Luong Attention의 핵심 차이는 디코더의 현재 시점 상태

\mathbf{s}_t

를 사용한다는 것입니다.

class LuongAttention(nn.Module):
    """Luong (곱셈) Attention 메커니즘"""
    def __init__(self, hidden_size, method="dot"):
        super().__init__()
        self.method = method
        if method == "general":
            self.W = nn.Linear(hidden_size, hidden_size, bias=False)

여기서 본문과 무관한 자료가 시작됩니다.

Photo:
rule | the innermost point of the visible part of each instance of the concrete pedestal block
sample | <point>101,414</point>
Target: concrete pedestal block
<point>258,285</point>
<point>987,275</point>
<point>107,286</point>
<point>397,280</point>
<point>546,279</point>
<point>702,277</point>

    def forward(self, decoder_hidden, encoder_outputs):
        """
        decoder_hidden: (batch, hidden_size) - 디코더의 현재 시점 상태
        encoder_outputs: (batch, src_len, hidden_size) - 인코더 전체 은닉 상태
        """
        if self.method == "dot":
            # s_t^T * h_i
            scores = torch.bmm(
                encoder_outputs,
                decoder_hidden.unsqueeze(-1)
            ).squeeze(-1)  # (batch, src_len)
        elif self.method == "general":
            # s_t^T * W * h_i
            scores = torch.bmm(
                self.W(encoder_outputs),
                decoder_hidden.unsqueeze(-1)
            ).squeeze(-1)  # (batch, src_len)

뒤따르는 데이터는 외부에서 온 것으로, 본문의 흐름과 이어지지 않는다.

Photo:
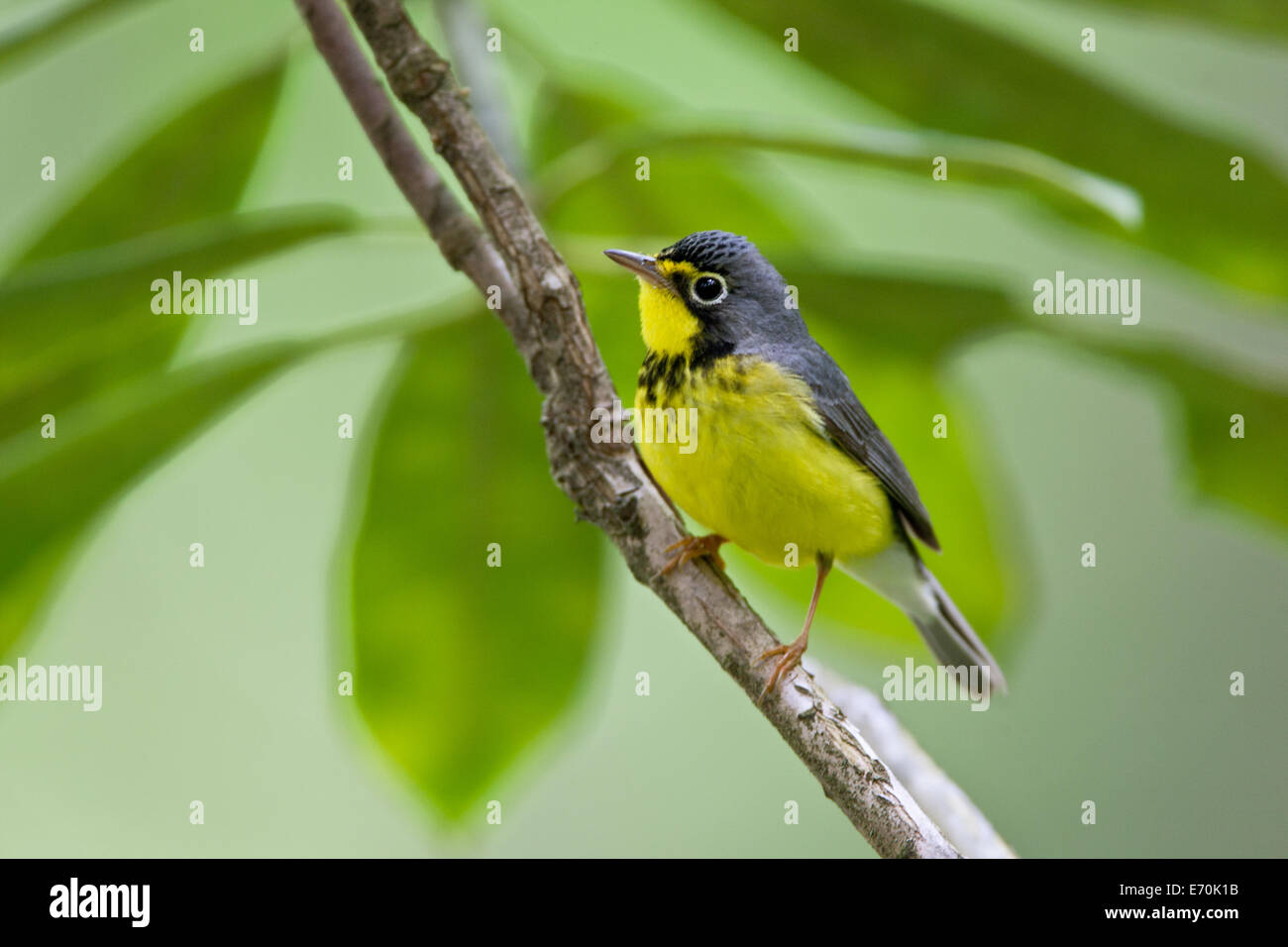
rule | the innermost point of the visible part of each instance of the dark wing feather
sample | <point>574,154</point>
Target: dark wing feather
<point>854,432</point>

        attention_weights = F.softmax(scores, dim=-1)  # (batch, src_len)
        context = torch.bmm(
            attention_weights.unsqueeze(1), encoder_outputs
        ).squeeze(1)  # (batch, hidden)

        return context, attention_weights

Bahdanau vs Luong 비교

특성	Bahdanau (2015)	Luong (2015)
정렬 함수	가산 (Additive)	곱셈 (Multiplicative)
디코더 상태	이전 시점 $\mathbf{s}_{t-1}$	현재 시점 $\mathbf{s}_t$
인코더	양방향(Bidirectional) RNN	단방향/양방향 모두 가능
계산 비용	높음 (신경망 연산)	낮음 (내적 연산)
파라미터 수	$\mathbf{W}_1, \mathbf{W}_2, \mathbf{v}$	dot: 없음 / general: $\mathbf{W}$
표현력	비선형 함수로 복잡한 관계 포착	선형적, 빠르지만 제한적

Attention 가중치의 시각화

Attention 메커니즘의 중요한 부산물은 가중치 행렬을 시각화할 수 있다는 점입니다. 기계번역에서 어텐션 가중치를 히트맵으로 그리면, 소스 언어와 타겟 언어 사이의 단어 정렬(Word Alignment)을 확인할 수 있습니다.

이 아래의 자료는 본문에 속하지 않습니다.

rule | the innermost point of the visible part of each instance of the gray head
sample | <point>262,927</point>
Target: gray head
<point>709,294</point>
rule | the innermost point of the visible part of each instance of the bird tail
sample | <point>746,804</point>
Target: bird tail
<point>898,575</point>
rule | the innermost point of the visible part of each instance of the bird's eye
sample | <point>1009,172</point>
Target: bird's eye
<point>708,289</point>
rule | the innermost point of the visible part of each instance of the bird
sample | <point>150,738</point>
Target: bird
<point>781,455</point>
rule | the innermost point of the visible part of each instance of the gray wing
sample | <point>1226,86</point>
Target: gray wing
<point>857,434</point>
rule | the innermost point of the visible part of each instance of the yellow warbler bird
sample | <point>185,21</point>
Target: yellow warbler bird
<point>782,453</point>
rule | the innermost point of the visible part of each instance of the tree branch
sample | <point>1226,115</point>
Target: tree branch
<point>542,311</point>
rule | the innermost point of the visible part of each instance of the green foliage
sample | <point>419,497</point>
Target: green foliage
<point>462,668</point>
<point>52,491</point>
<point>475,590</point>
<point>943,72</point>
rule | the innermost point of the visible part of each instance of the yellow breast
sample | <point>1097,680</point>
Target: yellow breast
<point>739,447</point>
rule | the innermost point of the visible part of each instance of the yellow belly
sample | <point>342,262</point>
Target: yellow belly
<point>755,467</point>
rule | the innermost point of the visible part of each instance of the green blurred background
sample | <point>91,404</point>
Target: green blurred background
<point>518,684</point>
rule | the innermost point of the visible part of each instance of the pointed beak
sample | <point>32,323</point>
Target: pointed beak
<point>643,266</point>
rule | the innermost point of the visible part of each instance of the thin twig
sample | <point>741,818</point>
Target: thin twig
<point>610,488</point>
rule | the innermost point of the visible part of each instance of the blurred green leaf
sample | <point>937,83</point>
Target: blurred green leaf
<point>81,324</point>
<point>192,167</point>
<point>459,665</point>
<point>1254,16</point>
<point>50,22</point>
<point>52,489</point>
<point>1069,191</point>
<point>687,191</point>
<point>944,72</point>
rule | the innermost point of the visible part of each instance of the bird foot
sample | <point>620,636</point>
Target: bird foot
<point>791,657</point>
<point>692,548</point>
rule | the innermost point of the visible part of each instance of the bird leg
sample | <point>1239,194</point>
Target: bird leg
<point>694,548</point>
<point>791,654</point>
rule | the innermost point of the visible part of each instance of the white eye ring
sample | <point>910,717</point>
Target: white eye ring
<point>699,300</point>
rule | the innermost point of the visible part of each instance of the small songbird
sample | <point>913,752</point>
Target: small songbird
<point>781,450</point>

import matplotlib.pyplot as plt
import numpy as np

def plot_attention(source_tokens, target_tokens, attention_matrix):
    """어텐션 가중치를 히트맵으로 시각화합니다."""
    fig, ax = plt.subplots(figsize=(8, 6))
    im = ax.imshow(attention_matrix, cmap="Blues", aspect="auto")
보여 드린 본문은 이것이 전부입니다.